At the same time, we respectfully disagree with the suggestion that randomization, blinding, controlling for confounding, and statistical testing are unnecessary in this context. Panels of models are only as reliable as the individual experiments that comprise them. If each study within the panel is biased in design or execution, the conclusions across the panel will also be biased.

• Randomization remains essential to avoid allocation bias, even in multi-model trials. Without it, treatment effects may be confounded by systematic differences in how animals are assigned. Even in single mouse studies, randomization to cage and treatment is essential to be sure that the treatment groups are balanced with respect to all confounders that cannot be controlled through analysis. Further, any other procedures performed (e.g. cage placement, sample processing, histology) that may result in biased outcomes must be addressed through randomization.
• Blinding is generally feasible at the stage of outcome assessment (e.g., tumor measurement, histology, imaging), even if treatment administration cannot be blinded. This greatly reduces risk of detection bias. Having said this, failure to blind investigators during any procedure that may influence outcome assessment, for any reason (e.g. because it is challenging, inconvenient or just not possible) increases risk of bias. As with randomization, blinding must be full/complete with everyone who has any potential to influence study outcome, including the statistician, must be blind to group assignment.
• Statistical analysis is still required to determine whether observed differences are larger than expected by chance. Descriptive evaluation alone is insufficient when making efficacy claims, especially in studies intended to inform human trials.
• Cage Effect will be present in every laboratory animal study and must be addressed appropriately during both the design and analysis of every study.
• Correct unit of analysis – This is addressed above. Pseudoreplication was present in all but a small number of the studies that we have reviewed.

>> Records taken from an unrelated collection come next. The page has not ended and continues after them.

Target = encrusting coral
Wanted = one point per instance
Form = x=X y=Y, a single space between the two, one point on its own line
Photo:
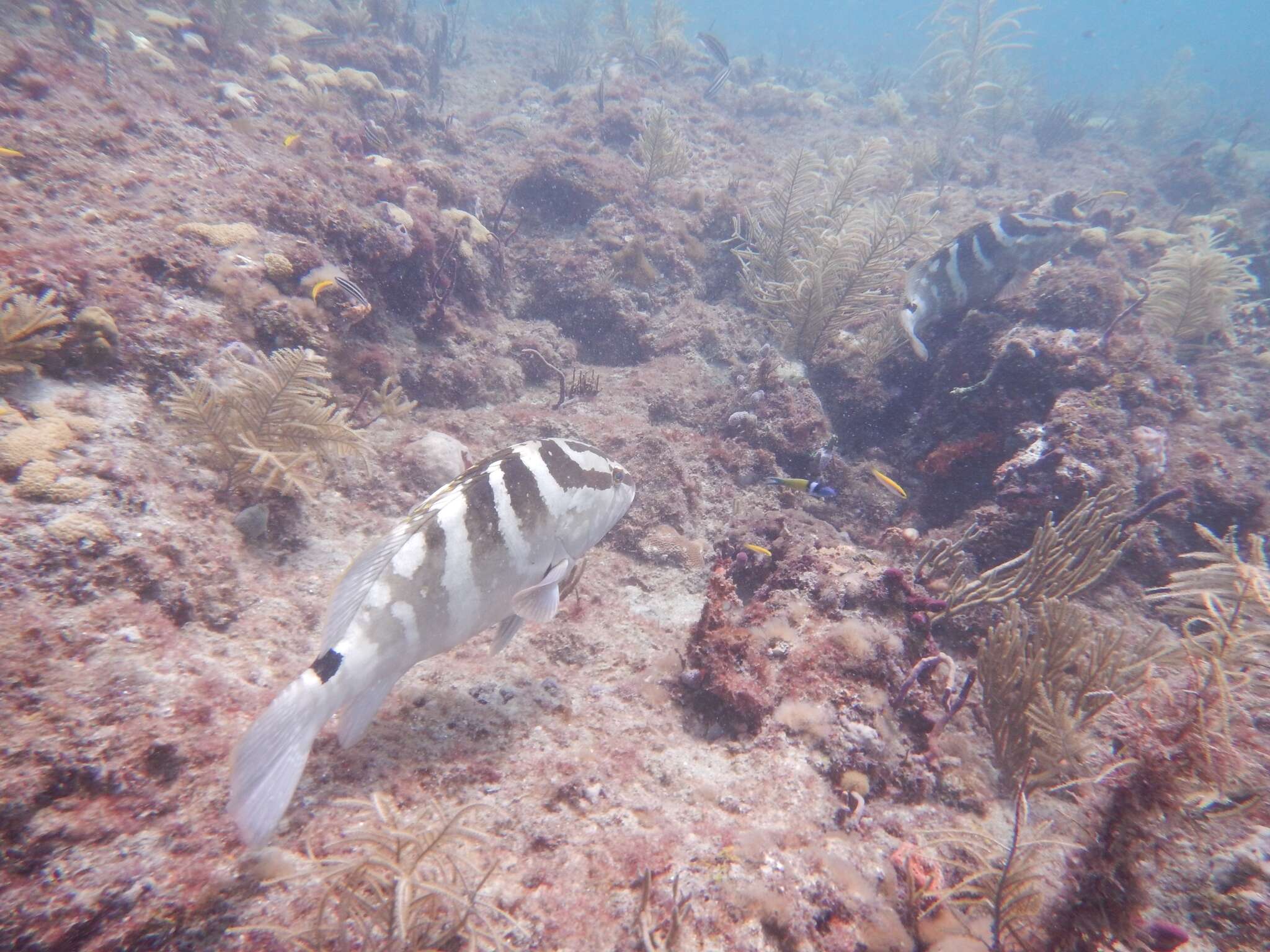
x=29 y=328
x=271 y=421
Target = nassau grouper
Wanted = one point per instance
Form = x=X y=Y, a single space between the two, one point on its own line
x=497 y=545
x=975 y=266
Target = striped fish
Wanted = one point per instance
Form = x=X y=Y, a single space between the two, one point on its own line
x=352 y=291
x=717 y=84
x=498 y=545
x=977 y=266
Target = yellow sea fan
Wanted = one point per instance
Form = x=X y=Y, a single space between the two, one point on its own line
x=272 y=423
x=1196 y=287
x=29 y=328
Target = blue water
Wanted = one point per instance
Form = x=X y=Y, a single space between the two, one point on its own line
x=1133 y=42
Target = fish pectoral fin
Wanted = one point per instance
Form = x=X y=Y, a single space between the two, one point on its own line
x=573 y=579
x=507 y=630
x=539 y=603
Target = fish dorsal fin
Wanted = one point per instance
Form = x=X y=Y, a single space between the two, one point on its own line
x=356 y=582
x=539 y=603
x=507 y=630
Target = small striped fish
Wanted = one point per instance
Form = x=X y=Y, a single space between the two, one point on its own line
x=352 y=291
x=717 y=84
x=975 y=266
x=498 y=545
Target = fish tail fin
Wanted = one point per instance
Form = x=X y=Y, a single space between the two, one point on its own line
x=356 y=719
x=272 y=754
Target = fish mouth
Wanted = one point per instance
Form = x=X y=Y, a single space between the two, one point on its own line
x=908 y=322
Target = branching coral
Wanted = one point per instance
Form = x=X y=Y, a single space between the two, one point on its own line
x=818 y=254
x=1002 y=880
x=391 y=885
x=967 y=52
x=969 y=40
x=29 y=328
x=660 y=149
x=1046 y=685
x=1194 y=287
x=271 y=421
x=1061 y=125
x=1226 y=633
x=1064 y=560
x=666 y=24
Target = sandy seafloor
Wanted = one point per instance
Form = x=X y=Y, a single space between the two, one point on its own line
x=141 y=631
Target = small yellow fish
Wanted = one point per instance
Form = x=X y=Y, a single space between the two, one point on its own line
x=888 y=483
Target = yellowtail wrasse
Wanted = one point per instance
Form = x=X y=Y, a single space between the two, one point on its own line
x=810 y=487
x=888 y=483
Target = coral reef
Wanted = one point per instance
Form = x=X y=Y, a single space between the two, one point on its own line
x=1013 y=697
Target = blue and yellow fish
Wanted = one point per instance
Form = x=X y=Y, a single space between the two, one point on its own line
x=812 y=487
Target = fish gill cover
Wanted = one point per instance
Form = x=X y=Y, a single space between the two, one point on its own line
x=887 y=654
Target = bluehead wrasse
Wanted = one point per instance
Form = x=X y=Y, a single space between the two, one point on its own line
x=321 y=38
x=888 y=483
x=718 y=82
x=809 y=487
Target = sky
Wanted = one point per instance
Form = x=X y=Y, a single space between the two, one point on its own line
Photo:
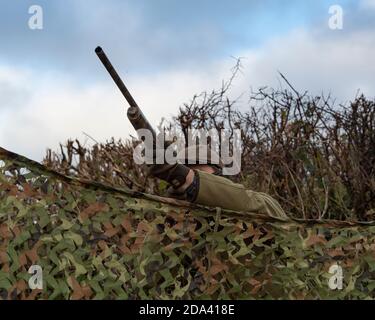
x=53 y=87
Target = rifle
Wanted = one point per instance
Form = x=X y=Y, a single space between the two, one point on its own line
x=134 y=113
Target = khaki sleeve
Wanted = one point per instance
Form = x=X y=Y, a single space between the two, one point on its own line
x=216 y=191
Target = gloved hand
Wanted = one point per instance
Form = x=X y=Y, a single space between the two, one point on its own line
x=175 y=174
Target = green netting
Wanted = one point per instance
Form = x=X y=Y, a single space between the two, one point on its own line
x=97 y=242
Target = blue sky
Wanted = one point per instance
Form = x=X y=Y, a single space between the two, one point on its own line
x=167 y=51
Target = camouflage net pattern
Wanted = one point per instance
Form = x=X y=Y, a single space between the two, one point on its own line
x=97 y=242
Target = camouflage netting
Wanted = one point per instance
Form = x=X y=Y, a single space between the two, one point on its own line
x=97 y=242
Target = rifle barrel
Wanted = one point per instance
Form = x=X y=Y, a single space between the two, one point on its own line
x=135 y=115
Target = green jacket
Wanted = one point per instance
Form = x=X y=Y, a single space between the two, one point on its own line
x=217 y=191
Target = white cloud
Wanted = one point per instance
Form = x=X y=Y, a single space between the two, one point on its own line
x=53 y=111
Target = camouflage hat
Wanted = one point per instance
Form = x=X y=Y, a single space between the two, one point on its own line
x=199 y=154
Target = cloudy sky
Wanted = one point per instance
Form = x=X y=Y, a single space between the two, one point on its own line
x=52 y=87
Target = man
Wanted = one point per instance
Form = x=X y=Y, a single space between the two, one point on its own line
x=203 y=184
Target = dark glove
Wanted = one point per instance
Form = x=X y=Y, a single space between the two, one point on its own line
x=175 y=174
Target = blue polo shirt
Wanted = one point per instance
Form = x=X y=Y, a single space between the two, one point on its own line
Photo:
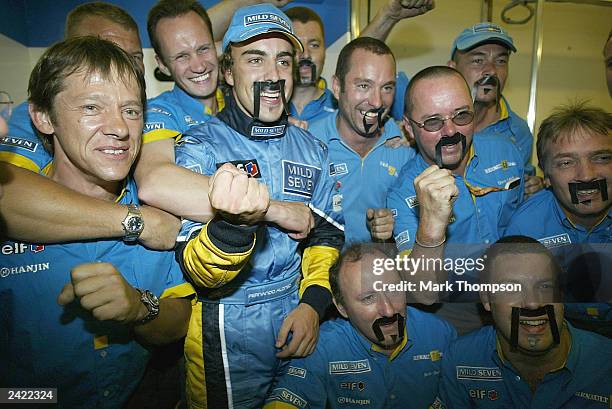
x=347 y=371
x=173 y=112
x=514 y=128
x=22 y=147
x=475 y=376
x=566 y=241
x=362 y=182
x=476 y=219
x=316 y=108
x=94 y=364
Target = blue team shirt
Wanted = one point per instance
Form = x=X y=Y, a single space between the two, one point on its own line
x=475 y=220
x=22 y=146
x=316 y=108
x=565 y=240
x=346 y=371
x=362 y=182
x=172 y=113
x=515 y=129
x=94 y=364
x=475 y=376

We therefore believe that rigorous experimental design principles apply equally to cancer models as to other preclinical studies. Panels of tumor models can improve representativeness, but studies that do not address the above within each model will yield unreliable results and conclusions. As emphasized in our paper, such studies are not ethical because they waste animal lives, resources, public funds (in many cases) and lead to the miseducation of young scientists.

We hope this is helpful and look forward to further discussions.